Finding our seats in the auditorium for one of those rare-enough-to-be-special but repeated-enough-to-be-mundane assemblies recognizing the end or beginning of a year or grade, my high school classmate whispered his disaffected disapproval. “Why?” I asked. “Because it’s just another day. We call it a new year, but it’s not. It’s another day, just like yesterday was to the day before that, and so on.” I understood his point, but, being a rhetor, quietly contended that it is made special by our observance, an argument I made with about as much conviction as the shrug of his response.

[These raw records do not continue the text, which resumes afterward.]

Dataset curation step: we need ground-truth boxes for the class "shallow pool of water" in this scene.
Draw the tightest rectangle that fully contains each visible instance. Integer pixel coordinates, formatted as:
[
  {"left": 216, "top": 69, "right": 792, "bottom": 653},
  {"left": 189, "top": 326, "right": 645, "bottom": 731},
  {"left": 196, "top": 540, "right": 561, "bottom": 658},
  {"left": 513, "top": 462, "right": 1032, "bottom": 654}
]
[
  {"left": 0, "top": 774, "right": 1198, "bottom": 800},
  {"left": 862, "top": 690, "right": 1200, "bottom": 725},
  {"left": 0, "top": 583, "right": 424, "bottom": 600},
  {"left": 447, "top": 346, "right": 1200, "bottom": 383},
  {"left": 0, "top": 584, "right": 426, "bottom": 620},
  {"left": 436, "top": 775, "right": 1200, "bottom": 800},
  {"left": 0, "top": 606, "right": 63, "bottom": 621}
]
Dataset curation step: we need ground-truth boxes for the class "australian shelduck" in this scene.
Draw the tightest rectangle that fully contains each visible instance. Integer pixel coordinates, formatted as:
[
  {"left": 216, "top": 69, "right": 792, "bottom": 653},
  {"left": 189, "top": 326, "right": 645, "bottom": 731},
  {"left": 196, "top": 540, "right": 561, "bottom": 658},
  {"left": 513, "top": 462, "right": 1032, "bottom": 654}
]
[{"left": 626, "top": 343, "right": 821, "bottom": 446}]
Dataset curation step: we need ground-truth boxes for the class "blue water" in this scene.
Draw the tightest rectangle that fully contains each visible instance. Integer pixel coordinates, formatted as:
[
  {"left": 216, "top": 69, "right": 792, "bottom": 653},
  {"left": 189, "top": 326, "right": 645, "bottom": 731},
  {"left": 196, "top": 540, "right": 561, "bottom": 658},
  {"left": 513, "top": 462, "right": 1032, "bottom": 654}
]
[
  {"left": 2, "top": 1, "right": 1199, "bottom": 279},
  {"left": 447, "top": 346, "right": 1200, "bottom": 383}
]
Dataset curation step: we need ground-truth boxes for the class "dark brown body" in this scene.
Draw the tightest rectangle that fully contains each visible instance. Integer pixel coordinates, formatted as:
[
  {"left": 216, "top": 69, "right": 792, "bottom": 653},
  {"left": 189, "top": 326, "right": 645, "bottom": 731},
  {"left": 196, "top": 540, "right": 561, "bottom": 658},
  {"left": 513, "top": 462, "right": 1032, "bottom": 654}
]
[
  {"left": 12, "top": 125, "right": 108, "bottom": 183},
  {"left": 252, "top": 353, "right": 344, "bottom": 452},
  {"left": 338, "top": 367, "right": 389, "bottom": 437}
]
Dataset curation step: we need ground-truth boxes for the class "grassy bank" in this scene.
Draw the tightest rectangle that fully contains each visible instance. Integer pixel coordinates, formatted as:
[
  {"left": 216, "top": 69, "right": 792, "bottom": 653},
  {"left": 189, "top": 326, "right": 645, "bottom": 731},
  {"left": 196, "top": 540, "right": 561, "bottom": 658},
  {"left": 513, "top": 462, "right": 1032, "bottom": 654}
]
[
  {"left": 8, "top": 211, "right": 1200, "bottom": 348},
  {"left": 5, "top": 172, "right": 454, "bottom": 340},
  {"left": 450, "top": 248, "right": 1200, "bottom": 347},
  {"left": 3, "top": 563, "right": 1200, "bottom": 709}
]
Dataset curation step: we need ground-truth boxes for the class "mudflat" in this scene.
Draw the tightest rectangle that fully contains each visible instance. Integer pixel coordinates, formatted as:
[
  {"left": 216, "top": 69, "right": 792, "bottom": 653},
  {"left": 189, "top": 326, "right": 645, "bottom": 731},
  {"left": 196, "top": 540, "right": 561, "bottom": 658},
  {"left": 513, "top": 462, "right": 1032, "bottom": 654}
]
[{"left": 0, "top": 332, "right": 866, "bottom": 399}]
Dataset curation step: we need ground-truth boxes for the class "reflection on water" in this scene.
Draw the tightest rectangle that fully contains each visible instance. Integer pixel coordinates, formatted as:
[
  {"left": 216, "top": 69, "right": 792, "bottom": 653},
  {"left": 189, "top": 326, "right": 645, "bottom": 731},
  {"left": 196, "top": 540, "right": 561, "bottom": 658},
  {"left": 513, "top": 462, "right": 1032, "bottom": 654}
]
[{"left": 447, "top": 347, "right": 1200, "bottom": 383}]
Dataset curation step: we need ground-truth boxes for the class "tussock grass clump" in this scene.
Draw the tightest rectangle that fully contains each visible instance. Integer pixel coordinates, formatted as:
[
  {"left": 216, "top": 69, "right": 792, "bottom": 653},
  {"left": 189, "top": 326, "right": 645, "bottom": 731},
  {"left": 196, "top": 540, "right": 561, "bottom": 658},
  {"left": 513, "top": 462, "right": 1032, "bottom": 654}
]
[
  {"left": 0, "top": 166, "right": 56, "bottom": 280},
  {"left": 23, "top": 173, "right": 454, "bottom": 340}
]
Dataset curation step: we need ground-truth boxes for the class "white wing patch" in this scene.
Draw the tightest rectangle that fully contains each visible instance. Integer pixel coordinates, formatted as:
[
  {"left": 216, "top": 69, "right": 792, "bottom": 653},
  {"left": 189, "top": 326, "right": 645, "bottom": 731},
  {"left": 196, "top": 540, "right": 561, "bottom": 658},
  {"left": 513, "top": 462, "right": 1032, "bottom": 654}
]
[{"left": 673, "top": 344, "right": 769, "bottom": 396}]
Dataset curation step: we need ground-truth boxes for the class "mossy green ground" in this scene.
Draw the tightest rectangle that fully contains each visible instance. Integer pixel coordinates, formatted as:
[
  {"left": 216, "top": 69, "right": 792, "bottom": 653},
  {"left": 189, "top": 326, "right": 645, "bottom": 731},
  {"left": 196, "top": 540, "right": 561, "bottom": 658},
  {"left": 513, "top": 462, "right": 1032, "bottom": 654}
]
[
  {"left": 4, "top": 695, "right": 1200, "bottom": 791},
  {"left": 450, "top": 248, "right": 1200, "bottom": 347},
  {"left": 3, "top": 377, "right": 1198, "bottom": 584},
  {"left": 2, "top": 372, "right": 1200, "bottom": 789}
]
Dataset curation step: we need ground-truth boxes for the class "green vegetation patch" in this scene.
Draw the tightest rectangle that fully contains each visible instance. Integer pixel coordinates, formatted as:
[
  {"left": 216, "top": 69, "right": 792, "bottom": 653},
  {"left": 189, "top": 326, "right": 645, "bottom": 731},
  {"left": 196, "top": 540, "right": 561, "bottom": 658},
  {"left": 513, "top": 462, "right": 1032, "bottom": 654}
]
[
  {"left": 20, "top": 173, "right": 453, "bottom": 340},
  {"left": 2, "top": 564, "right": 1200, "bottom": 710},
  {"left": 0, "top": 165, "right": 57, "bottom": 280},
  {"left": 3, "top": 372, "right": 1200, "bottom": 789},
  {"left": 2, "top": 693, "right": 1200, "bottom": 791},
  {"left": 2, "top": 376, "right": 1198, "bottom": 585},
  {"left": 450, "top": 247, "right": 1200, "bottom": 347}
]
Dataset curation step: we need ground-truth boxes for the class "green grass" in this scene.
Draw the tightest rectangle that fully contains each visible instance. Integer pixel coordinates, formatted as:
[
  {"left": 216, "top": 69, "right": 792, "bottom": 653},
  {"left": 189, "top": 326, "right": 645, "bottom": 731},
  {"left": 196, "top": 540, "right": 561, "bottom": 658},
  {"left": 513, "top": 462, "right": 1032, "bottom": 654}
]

So began decades of subconscious speculation about why we spiralize and punctuate the “obviously” linear continuity of existence. The first resolution emerged before long, replacing the explanation of convention (the answer I gave my friend—it is special because we all agree it is special) with experiences more universal, particularly solar and lunar cycles. In one sense, January 1 is just another day. But in another, it is a reminder that our solar dance partner has returned us to step one; just as, by the way, the moon does 12 times as frequently, and the earth every day. So years, months, and days are based on something real. Only years later did it dawn on me that weeks are not arbitrary either, but natural derivatives of the first (waxing to half), second (waxing to full), third (waning to half) and final (waning to new) quarters of the moon(th).

Of course, that God made us to observe such cycles is as plain as the morning mercies, weekly sabbaths, and annual festivals on scripture’s face.

In what I thought to be just another moment in the auditorium, the person I thought to be just another classmate became a friend. (He later became part of the church I pastored, and reshaped many of my ideas as we analyzed the world while making outreach visits to I remember not whom.) It was at his funeral—13 years after our high school graduation—that I realized every person is as sacred as every day, neither made less so by the number of others. So the psalmist sanctifies every day, praying evening and morning and at noon, just as Paul sanctifies every believer he knows, giving thanks for them apparently every time he prays.

May we recognize the sacredness of the person and the moment, as the Lord fills the seat next to us this week.